Neate warns that without law changes to protect renters, “the country will face a tidal wave of homelessness after the summer. Sooner or later, the government has to stop kicking the can down the road.”

Thomson Snell & Passmore partner Mark Steggles says that, “the can that is being kicked down the road is getting heavier. Significant rent arrears are accruing that some tenants have no realistic means of paying back and landlords are becoming less understanding as time marches on.

“Without reform to the eviction process that balances the interests of landlords and tenants during this period of extension, the courts are going to be overloaded with possession and debt claims in the Autumn meaning that tenants will still be evicted – it is just a question of when and how much debt is racked up in the interim.”

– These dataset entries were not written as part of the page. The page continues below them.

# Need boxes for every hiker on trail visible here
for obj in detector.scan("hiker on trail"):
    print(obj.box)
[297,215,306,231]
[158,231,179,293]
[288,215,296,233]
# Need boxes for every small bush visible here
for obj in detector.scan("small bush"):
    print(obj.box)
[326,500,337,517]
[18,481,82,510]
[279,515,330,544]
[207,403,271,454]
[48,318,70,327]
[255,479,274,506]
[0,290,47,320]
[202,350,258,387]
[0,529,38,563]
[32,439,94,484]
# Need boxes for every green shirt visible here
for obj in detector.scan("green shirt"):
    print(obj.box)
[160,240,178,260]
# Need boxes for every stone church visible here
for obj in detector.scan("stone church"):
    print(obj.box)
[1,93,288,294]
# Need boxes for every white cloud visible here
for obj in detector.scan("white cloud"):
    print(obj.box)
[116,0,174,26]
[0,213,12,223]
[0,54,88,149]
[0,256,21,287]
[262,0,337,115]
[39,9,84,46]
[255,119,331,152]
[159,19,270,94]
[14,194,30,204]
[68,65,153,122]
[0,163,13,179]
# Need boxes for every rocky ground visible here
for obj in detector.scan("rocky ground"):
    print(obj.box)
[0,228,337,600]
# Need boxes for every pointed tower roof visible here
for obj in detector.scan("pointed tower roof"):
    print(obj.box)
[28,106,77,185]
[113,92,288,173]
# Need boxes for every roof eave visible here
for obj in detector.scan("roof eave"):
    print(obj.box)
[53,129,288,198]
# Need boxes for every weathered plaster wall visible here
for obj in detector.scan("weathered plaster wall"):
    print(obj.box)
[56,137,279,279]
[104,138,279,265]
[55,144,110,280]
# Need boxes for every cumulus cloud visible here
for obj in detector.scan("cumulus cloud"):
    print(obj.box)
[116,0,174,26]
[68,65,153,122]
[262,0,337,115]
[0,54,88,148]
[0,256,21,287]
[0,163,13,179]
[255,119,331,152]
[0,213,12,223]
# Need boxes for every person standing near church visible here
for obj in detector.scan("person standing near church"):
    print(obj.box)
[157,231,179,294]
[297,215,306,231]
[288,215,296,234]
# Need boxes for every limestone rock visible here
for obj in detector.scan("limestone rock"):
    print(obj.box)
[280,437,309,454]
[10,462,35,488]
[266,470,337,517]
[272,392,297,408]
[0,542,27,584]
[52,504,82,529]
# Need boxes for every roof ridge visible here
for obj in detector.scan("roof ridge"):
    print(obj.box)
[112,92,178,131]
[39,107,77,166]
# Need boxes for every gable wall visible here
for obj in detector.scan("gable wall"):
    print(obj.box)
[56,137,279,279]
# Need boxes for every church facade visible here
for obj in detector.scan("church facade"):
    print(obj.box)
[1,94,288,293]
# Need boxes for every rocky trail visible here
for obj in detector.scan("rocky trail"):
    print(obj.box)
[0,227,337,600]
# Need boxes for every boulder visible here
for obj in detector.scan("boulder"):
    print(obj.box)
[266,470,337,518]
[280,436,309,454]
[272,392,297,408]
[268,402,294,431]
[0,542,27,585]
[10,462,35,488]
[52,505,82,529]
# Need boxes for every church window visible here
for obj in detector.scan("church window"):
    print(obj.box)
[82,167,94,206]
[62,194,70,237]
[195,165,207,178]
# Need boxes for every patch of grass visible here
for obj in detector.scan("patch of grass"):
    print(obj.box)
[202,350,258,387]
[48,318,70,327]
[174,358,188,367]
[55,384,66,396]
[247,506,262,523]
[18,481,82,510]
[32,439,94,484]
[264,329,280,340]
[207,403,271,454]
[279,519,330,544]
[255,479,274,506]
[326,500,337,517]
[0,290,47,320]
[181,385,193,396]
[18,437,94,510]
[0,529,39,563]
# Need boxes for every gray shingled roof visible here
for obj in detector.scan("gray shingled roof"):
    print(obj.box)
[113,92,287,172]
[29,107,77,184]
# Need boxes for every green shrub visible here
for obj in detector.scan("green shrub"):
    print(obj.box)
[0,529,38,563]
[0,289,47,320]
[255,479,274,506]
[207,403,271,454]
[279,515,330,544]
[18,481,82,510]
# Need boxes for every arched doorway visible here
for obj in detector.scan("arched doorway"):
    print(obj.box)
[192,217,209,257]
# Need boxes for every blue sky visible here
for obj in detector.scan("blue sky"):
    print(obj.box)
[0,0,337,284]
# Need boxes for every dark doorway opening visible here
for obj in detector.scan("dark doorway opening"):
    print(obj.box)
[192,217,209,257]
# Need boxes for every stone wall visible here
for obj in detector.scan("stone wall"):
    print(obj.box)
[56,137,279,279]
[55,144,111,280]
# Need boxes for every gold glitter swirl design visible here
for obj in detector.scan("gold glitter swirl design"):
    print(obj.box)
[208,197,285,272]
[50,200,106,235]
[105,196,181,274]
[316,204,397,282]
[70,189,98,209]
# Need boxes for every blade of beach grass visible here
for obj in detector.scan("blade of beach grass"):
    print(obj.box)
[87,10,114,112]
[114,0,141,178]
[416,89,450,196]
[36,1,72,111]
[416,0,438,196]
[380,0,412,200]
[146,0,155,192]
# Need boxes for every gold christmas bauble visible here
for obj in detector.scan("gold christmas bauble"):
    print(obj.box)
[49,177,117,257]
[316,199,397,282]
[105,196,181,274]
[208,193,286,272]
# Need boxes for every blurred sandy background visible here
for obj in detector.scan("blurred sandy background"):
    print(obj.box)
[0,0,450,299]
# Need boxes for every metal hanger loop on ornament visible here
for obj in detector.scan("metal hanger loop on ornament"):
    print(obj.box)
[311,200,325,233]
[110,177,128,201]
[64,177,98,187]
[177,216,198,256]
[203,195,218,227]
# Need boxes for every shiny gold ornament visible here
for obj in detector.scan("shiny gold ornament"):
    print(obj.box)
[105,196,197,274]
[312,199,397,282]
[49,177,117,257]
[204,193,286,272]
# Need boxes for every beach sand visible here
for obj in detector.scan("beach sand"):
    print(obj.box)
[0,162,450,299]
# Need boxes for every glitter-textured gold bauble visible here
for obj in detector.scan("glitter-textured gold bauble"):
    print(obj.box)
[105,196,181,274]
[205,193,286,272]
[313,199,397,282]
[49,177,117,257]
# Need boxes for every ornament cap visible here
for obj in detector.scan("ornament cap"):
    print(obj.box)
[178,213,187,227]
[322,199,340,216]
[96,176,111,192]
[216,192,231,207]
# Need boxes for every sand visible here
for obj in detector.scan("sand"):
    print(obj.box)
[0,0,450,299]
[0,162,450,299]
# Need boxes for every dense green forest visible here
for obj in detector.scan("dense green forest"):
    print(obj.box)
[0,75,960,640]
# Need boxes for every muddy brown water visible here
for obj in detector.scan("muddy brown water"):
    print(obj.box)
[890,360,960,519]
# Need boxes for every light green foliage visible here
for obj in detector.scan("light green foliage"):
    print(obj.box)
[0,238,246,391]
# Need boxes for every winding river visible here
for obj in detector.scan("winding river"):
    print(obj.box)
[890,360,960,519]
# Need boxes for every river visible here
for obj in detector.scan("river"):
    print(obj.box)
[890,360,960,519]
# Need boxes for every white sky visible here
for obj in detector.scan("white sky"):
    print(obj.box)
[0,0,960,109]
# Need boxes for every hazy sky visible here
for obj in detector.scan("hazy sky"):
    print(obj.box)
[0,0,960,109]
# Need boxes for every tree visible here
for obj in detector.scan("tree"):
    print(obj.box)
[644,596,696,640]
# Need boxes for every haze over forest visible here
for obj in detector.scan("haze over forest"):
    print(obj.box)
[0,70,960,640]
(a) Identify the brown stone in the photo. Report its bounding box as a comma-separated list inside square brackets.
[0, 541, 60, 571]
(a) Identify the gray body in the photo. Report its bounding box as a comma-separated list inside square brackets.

Generation Rent director Dan Wilson Craw adds his voice to this chorus. He says: “The government has averted a homelessness crisis – for now.

“But with holes in the housing safety net and much of the economy still in lockdown, millions of renters will get further behind on rent. Not all of them can rely on their landlord’s goodwill and so need further help with rent, and assurance that they can stay in their homes beyond the summer,” he says.

He too adds that the government must come up with a long-term solution.

National Residential Landlords Association chief executive Ben Beadle voices another concern. He says that five months without landlords receiving any rent could see investors leaving the market.

Beadle adds that not being able to take action against tenants also means, “more misery for tenants and neighbours suffering at the hands of anti-social tenants and will also cause exceptional hardship for a number of landlords, including many who depend on their rental income to live, for which there is no assistance.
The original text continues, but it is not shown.